Puas menikmati alam surgawi di selat alas di garis wallace, kami pun bergegas untuk menuju Gili Kondo untu berbilas dengan air tawar dengan membayar 10 ribu rupiah. Siang ini gili kondo benar-benar bersolek. Pasir putih berpadu dengan air laut yang bergradasi dari biru muda ke biru toscha. Pengunjung Gili Kondo mulai berdatangan. Mampir sejenak untuk sekedar menikmati sajian pasir putih dengan paduan warna biru toscha.
Sebelum pulang, kami pun berisitirahat sejenak melepas lelah, mandi dan shalat. Bercengkrama di dalam café yang sudah terurus. Obrolan-obrolan hangat dengan nyanyian-nyanyian merdu Tendou Souji berpadu dengan petikan gitar yang seirama. Catrina duduk bersama-sama. saya berfikir Catrina begitu kuatnya dengan sarapan biscuit dan makan siang pun biscuit. Tawaran kami berupa nasi tak diacuhkannya. Dia tak terbiasa dengan nasi. Mungkin dengan makanan ringan seperti biscuit, dia sudah merasa kenyang. Akh sedangkan saya dengan satu piring rasanya biasa saja. Catrina Tidur beralaskan batu-batu pasir di café. Sedangkan rombongan lain duduk sambil mendendangkan nyanyian kecapean. Saya mendekati Catrina karena penasaran dengan umurnya.

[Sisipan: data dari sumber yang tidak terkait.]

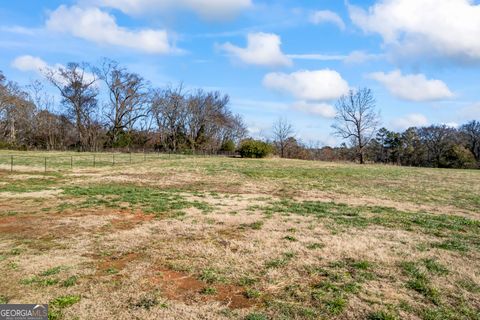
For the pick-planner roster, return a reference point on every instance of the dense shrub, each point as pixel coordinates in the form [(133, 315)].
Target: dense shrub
[(255, 149)]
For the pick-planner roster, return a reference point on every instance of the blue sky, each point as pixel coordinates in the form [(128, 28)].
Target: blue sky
[(284, 58)]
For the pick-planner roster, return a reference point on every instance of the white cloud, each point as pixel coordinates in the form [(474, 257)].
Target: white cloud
[(326, 16), (354, 57), (29, 63), (442, 28), (470, 112), (262, 49), (209, 9), (360, 57), (92, 24), (318, 57), (318, 85), (324, 110), (453, 125), (411, 120), (414, 87)]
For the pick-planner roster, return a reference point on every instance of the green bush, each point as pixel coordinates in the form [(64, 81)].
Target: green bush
[(255, 149)]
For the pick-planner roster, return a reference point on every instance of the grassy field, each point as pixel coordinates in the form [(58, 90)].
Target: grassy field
[(222, 238)]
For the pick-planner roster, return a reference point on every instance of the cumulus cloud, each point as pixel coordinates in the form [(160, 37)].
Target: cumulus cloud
[(443, 28), (29, 63), (470, 112), (97, 26), (411, 120), (324, 110), (354, 57), (326, 16), (414, 87), (318, 85), (209, 9), (262, 49)]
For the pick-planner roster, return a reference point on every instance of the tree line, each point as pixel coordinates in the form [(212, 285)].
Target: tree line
[(107, 106), (357, 122)]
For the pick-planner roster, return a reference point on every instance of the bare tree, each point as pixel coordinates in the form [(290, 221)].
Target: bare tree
[(168, 106), (357, 119), (128, 95), (437, 139), (77, 86), (17, 112), (282, 131)]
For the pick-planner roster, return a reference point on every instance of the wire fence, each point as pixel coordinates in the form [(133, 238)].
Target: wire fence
[(56, 162)]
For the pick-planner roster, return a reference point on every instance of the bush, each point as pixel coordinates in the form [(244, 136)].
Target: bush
[(255, 149), (228, 146)]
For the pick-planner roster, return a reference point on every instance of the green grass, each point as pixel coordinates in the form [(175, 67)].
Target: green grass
[(39, 281), (420, 282), (462, 232), (51, 272), (70, 281), (150, 200), (381, 315)]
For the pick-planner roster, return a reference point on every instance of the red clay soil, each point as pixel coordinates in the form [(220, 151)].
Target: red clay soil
[(116, 262)]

I am twenty, katanya. And you ?.
I am thirty. Dengan sedikit tidak percaya trus dia bilang
but you like twenty.
Saya hanya tersenyum ketika dibilang aku seperti umur 20an. Tak berselang berapa lama, dia melirik ke jari-jari manis yang terpasang cincin. Have u married?, katanya dengan perasaan campur aduk antara pengin tahu dan rasa heran. Ku hanya menjawab dengan anggukan kepala dan dia pun mengiyakan dengan anggukan kepala dengan perasaan heran.